If you sell into India and the US from one site, worth checking whether any traffic dip is geographically uneven. A model-level bug should hit broadly, not one market — so a lopsided drop points to something else.
How to check whether you were affected
- Pull a four-to-six week trend of organic sessions and Search Console clicks side by side. A clicks drop with flat impressions and flat average position is the signature of an interface change, not a ranking change.
- Watch direct traffic. When attribution breaks, some users still find you and type your name in. Direct traffic rising while organic falls is a useful tell.
- Spot-check your top ten commercial queries in AI Mode manually. Note whether citations appear at all. Do it again after the fix ships and compare.
- Do not rebuild your content strategy this week. A bug with a confirmed fix is not a signal about your content.
What this means for you
Treat AI citation volume as a volatile metric, not a KPI. It depends on infrastructure you do not control and cannot see, and it can change overnight because someone shipped a model. Report it as a trend indicator, not a target.

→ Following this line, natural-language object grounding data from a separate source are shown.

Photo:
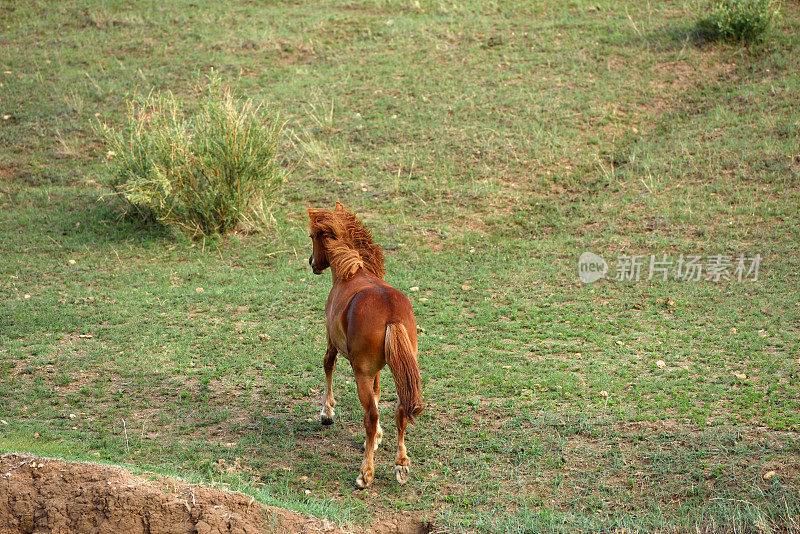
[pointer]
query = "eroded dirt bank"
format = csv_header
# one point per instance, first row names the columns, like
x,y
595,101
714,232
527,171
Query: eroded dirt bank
x,y
40,495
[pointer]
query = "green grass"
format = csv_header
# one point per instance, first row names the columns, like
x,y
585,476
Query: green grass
x,y
488,146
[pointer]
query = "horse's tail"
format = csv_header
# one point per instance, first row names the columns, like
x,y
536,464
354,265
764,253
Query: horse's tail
x,y
403,362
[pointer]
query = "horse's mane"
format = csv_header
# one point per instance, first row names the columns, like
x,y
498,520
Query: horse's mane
x,y
350,245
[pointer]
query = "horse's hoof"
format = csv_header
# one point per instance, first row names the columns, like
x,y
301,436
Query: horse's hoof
x,y
401,473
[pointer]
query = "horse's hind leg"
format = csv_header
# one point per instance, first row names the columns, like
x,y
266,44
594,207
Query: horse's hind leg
x,y
402,467
328,363
376,391
366,395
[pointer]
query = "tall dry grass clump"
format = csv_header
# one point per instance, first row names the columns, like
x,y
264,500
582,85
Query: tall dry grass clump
x,y
206,172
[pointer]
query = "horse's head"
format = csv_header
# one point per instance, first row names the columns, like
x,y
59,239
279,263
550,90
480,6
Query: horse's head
x,y
325,227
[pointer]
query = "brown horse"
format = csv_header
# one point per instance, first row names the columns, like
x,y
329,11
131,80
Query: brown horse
x,y
371,324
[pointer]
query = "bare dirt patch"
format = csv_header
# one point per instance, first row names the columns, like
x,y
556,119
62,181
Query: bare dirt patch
x,y
45,495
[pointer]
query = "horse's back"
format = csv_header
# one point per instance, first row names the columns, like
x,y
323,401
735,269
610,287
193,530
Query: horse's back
x,y
370,311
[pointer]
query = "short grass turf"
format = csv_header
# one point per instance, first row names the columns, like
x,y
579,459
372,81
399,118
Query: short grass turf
x,y
488,145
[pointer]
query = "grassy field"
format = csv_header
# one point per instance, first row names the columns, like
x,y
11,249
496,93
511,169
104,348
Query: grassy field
x,y
488,144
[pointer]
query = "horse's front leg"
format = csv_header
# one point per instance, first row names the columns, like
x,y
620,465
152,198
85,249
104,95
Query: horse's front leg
x,y
328,363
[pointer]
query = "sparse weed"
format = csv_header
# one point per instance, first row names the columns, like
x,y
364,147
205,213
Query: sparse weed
x,y
737,20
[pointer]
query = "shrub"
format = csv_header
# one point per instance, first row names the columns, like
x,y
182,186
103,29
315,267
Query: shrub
x,y
206,172
737,20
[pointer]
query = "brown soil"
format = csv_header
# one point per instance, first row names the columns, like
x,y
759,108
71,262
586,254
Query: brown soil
x,y
42,495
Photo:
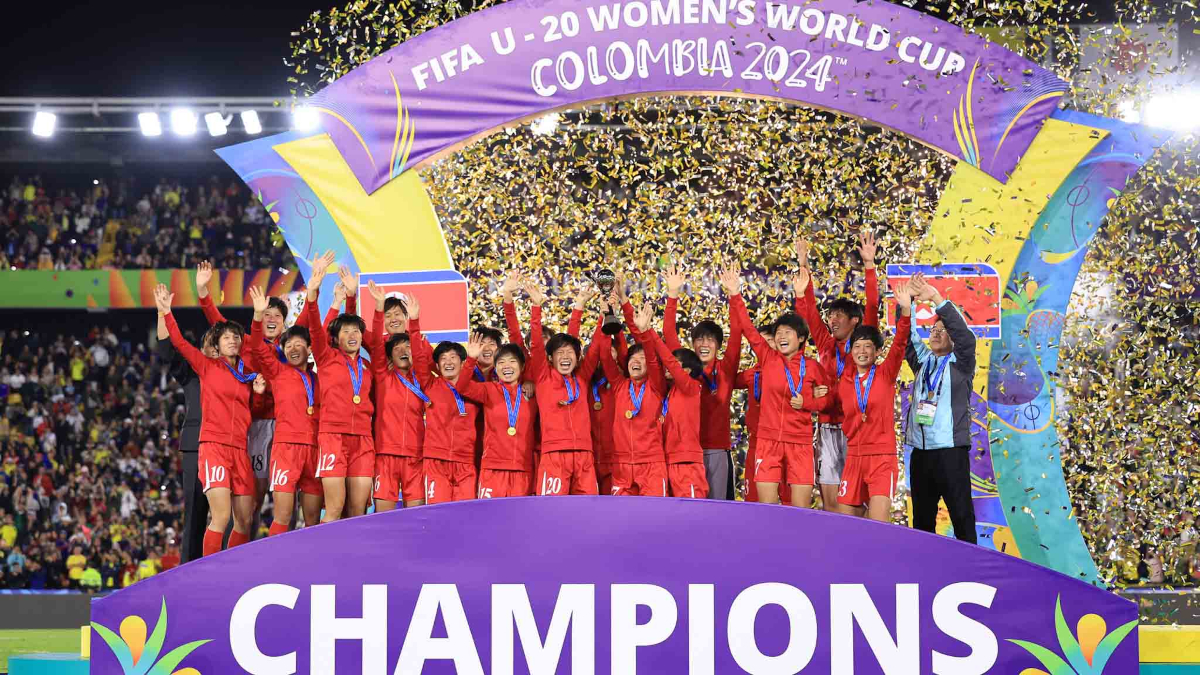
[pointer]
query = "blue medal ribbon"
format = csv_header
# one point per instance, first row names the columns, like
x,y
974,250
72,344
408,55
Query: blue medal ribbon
x,y
595,388
863,390
307,387
414,387
841,360
514,410
928,372
240,374
457,400
573,389
795,386
636,398
355,378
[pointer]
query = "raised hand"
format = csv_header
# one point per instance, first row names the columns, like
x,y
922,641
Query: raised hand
x,y
537,296
643,317
259,300
731,280
474,346
675,279
801,281
801,244
203,276
867,248
348,279
586,292
163,298
414,306
511,282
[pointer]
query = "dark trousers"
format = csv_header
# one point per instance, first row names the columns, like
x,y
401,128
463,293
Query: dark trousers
x,y
196,509
942,475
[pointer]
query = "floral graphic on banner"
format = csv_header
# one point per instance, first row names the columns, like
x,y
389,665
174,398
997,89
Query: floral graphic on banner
x,y
1086,652
137,655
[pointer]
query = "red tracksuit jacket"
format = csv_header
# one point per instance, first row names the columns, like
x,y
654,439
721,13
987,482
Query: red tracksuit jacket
x,y
639,438
262,406
563,426
778,420
718,381
448,435
829,348
294,424
340,413
501,451
223,399
400,413
877,435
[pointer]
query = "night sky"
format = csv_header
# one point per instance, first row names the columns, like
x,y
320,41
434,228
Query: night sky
x,y
139,48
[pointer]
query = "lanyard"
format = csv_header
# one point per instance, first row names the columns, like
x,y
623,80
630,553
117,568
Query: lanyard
x,y
595,388
928,371
841,360
636,398
863,390
795,387
457,400
514,410
307,388
414,387
355,378
573,389
240,375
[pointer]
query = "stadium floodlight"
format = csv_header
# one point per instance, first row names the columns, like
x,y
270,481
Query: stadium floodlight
x,y
150,124
304,118
43,124
250,123
217,123
1174,111
183,121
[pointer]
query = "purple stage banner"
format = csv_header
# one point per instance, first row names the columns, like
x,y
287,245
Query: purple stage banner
x,y
885,63
589,585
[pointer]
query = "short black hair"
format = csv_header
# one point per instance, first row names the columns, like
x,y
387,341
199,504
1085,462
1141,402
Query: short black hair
x,y
846,306
393,303
393,341
511,350
867,333
342,321
796,323
295,332
222,327
277,304
690,362
489,333
448,346
564,340
708,328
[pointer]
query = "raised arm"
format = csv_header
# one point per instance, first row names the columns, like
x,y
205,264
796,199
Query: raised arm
x,y
162,298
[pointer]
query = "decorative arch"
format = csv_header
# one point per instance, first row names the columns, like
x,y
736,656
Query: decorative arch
x,y
1023,166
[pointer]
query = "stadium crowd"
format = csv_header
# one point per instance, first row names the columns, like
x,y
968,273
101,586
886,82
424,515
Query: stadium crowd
x,y
125,225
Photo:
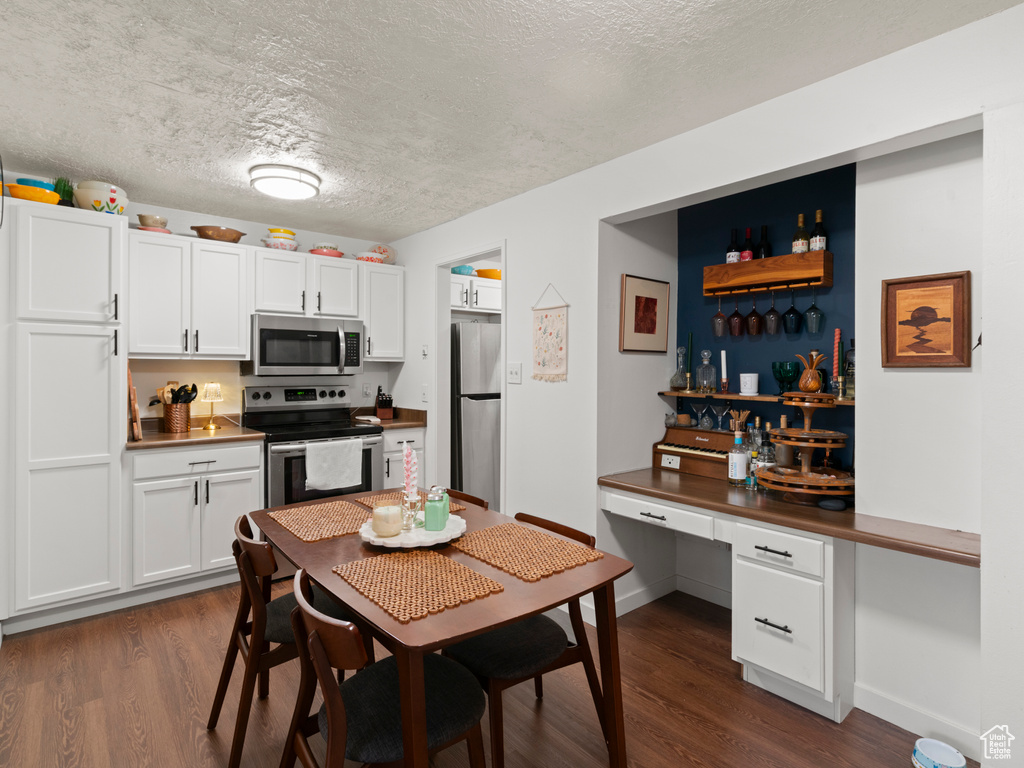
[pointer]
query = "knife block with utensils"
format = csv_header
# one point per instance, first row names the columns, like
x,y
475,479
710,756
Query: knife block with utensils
x,y
177,417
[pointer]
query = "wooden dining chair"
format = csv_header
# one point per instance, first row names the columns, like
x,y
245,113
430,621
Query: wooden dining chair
x,y
460,496
270,624
528,648
361,717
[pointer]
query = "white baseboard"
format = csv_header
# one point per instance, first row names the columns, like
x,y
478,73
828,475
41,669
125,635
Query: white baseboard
x,y
708,592
37,619
916,721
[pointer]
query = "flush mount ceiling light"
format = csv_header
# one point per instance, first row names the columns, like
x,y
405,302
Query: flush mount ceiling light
x,y
284,181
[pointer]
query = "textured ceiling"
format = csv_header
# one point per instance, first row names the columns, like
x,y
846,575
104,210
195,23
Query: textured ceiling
x,y
413,113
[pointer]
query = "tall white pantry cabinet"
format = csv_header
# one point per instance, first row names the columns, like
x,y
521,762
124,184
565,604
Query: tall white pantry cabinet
x,y
68,418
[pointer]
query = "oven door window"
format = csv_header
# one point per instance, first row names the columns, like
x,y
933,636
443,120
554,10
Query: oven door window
x,y
282,348
295,480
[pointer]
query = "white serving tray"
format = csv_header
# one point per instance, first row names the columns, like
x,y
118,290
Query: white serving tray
x,y
417,537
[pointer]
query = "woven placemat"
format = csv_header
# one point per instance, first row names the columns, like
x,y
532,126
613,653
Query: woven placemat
x,y
414,585
320,521
396,497
526,554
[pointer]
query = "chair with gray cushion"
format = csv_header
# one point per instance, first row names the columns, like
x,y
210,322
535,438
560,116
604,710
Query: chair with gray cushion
x,y
270,625
528,648
361,718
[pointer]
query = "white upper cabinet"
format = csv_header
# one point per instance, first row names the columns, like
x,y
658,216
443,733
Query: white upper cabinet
x,y
383,299
69,263
302,284
187,298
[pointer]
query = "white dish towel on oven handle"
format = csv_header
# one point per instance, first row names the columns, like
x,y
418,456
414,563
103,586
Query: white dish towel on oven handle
x,y
334,464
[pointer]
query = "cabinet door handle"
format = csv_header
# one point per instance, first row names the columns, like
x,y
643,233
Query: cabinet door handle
x,y
766,623
771,551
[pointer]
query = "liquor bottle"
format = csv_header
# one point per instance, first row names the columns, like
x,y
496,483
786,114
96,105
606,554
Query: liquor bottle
x,y
763,250
801,241
747,251
818,238
732,254
737,462
848,371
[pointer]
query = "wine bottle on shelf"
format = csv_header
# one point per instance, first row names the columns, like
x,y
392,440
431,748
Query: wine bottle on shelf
x,y
801,241
763,251
737,461
732,254
819,240
747,251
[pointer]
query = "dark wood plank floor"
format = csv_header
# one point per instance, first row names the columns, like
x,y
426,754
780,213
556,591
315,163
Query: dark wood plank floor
x,y
133,688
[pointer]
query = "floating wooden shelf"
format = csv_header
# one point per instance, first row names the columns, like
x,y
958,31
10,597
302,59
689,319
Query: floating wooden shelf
x,y
777,273
737,397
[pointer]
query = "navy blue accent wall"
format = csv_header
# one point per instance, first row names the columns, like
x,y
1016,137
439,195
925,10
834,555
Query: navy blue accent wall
x,y
704,238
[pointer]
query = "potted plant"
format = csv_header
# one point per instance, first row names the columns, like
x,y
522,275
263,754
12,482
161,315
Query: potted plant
x,y
66,189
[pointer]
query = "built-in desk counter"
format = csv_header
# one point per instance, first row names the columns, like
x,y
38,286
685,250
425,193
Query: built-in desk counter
x,y
715,495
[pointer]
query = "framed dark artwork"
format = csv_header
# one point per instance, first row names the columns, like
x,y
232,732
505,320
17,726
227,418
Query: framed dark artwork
x,y
643,315
926,321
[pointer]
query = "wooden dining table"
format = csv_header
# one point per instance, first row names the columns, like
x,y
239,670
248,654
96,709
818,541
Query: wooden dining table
x,y
519,599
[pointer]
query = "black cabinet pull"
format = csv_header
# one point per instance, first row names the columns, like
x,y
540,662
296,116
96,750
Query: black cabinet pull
x,y
771,551
766,623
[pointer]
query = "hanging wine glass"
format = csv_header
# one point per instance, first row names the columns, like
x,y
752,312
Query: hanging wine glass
x,y
792,317
814,317
773,318
718,323
736,322
755,321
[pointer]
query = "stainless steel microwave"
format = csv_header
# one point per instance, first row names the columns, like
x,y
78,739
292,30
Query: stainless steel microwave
x,y
304,346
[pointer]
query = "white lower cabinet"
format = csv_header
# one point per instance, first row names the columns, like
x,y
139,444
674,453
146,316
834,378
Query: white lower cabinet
x,y
184,505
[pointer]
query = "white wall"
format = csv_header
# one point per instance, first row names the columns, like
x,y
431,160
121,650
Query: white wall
x,y
551,235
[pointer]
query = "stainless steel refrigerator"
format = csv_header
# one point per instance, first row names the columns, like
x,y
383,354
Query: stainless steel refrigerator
x,y
476,408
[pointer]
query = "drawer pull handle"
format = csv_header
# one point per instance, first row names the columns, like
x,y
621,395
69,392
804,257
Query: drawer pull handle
x,y
766,623
648,514
771,551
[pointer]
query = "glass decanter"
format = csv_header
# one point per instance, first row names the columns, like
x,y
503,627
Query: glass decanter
x,y
707,374
678,380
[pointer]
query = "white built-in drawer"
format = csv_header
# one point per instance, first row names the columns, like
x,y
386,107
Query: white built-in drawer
x,y
394,437
794,647
682,520
796,553
180,462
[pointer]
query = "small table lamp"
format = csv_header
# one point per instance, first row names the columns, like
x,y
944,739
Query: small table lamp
x,y
211,394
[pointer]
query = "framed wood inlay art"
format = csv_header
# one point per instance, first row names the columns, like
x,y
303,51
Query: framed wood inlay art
x,y
643,315
926,321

Keep a manual baseline. Once a month, run your fifteen most valuable queries through AI Mode and log whether you were cited. Ten minutes of work gives you evidence when the analytics go quiet.
Build for the click that never happens. Increasingly, the reader gets your insight without visiting your site. Put your brand name, your specific numbers and your distinctive framing inside the sentences most likely to be quoted — so you get remembered even when you are not linked.
Diversify off the AI-answer surface. Email lists, communities, YouTube, LinkedIn and direct brand demand are not subject to someone else’s model deployment schedule.
Do not panic-diagnose. Before you conclude your rankings collapsed, rule out the boring explanation: the interface changed.
Frequently asked questions
What is the Google AI Mode citation bug?
It is a confirmed defect in which AI Mode answers generated by Google’s Gemini 3.8 Flash model often did not include links or citations to the web pages they were based on. Google has acknowledged the issue and said a fix will be released.
Did this bug affect my search rankings?
No. It affects whether source links are displayed alongside AI-generated answers, not how pages are ranked in classic search results. Your positions in the standard results are unrelated to it.
How would I know if my site lost traffic because of it?
Look for falling clicks in Google Search Console while impressions and average position stay stable. That pattern suggests the results interface changed rather than your ranking. Manually checking whether AI Mode cites you on your key queries adds confirmation.
Should I change my SEO strategy because of this?
Not because of this specific bug, which Google says it will fix. The broader lesson stands: AI answer surfaces are unstable, so keep manual records of your citation visibility and avoid depending on any single traffic channel.